I'm writing a data gathering and reporting application that takes XML files as input, which will then be read, processed, and stored in a strongly-typed database. For example, an XML file for a "Job" might look like this:
<Data type="Job">
<ID>12345</ID>
<JobName>MyJob</JobName>
<StartDate>04/07/2012 10:45:00 AM</StartDate>
<Files>
<File name="a.jpeg" path="images\" />
<File name="b.mp3" path="music\mp3\" />
</Files>
</Data>
I'd like to use a schema to have a standard format for these input files (depending on what type of data is being used, for example "Job", "User", "View"), but I'd also like to not fail validation if there is extra data provided.
For example, perhaps a Job has additional properties such as "IsAutomated", "Requester", "EndDate", and so on. I don't particularly care about these extra properties. If they are included in the XML, I'll simply ignore them when I'm processing the XML file, and I'd like validation to do the same, without having to include in the schema every single possible property that a customer might provide me with.

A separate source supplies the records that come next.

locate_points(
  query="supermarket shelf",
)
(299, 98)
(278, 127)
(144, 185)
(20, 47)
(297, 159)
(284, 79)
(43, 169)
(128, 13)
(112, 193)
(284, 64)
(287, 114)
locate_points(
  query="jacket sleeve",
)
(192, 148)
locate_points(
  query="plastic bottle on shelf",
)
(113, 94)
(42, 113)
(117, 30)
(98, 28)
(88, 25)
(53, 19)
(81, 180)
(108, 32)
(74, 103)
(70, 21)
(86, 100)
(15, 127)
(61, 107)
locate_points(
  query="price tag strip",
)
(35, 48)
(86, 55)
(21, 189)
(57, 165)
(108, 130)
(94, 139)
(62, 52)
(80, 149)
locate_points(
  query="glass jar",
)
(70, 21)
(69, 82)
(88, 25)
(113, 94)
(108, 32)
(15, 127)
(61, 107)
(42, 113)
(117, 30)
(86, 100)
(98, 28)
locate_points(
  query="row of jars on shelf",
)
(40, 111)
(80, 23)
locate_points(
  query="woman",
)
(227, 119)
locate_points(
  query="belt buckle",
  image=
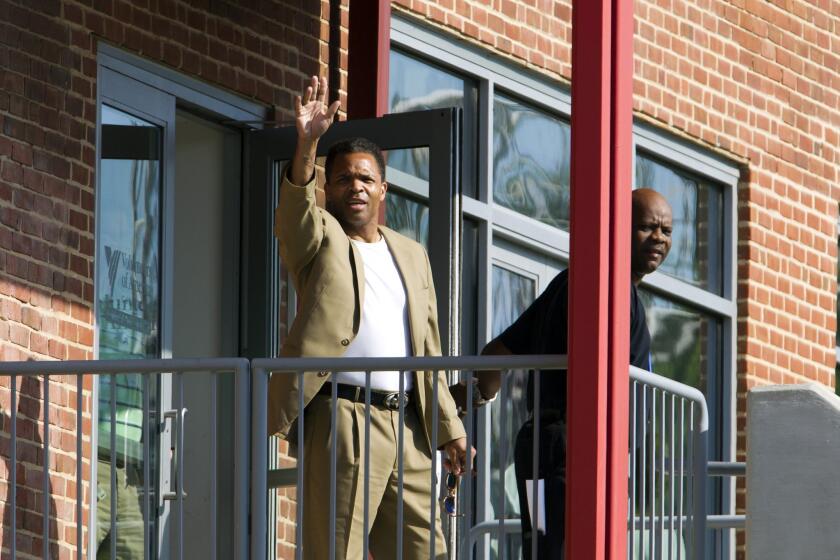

Is there a standard way of providing such a schema, or of allowing such a general XML file that can still be validated without resorting to something as naïve (and potentially difficult to deal with) as the below?
<Data type="Job">
<Data name="ID">12345</Data>
. . .
<Data name="Files">
<Data name="File">
<Data name="Filename">a.jpeg</Data>
<Data name="path">images</Data>
. . .
</Data>
</Data>